ILD Care Foundation Research Team, Ede, The Netherlands.
Department of Pharmacology and Toxicology, Faculty of Health, Medicine and Life Science, Maastricht University, Maastricht, The Netherlands.
ILD Center of Excellence, St. Antonius Hospital, Nieuwegein, The Netherlands.
Groningen Research Institute of Pharmacy, University of Groningen, Groningen, The Netherlands.
Department of Clinical Chemistry, Central Diagnostic Laboratory, Maastricht University Medical Centre, Maastricht, The Netherlands.
Venlo Campus, Maastricht University, Venlo, The Netherlands.



The diagnosis of drug-induced interstitial lung disease (DI-ILD) is challenging and mainly made by exclusion of other possible causes. Toxicity can occur as a cause of drug(s) or drug-drug interactions. In this review, we summarize the possible role of pharmacogenetics of metabolizing enzymes in DI-ILD.

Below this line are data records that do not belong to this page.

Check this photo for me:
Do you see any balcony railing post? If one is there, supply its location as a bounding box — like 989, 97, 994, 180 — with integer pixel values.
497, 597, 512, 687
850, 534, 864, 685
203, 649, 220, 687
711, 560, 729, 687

Knowledge of the genetic predispositions of enzymes involved in drug metabolization and their relation with proposed cytotoxic mechanisms of DI-ILD, in particular direct cell toxicity and free oxygen radical production is increasing. The cytochrome P450 enzyme family and other enzymes play an important role in the metabolism of all sorts of ingested, injected, or inhaled xenobiotic substances. The liver is the major site for metabolism. Metabolic cytotoxic mechanisms have however also been detected in lung tissue. Polymorphisms in genes coding for enzymes that influence metabolic activity may lead to localized (toxic) reactions and tissue damage. This knowledge may be helpful in preventing the risk of DI-ILD.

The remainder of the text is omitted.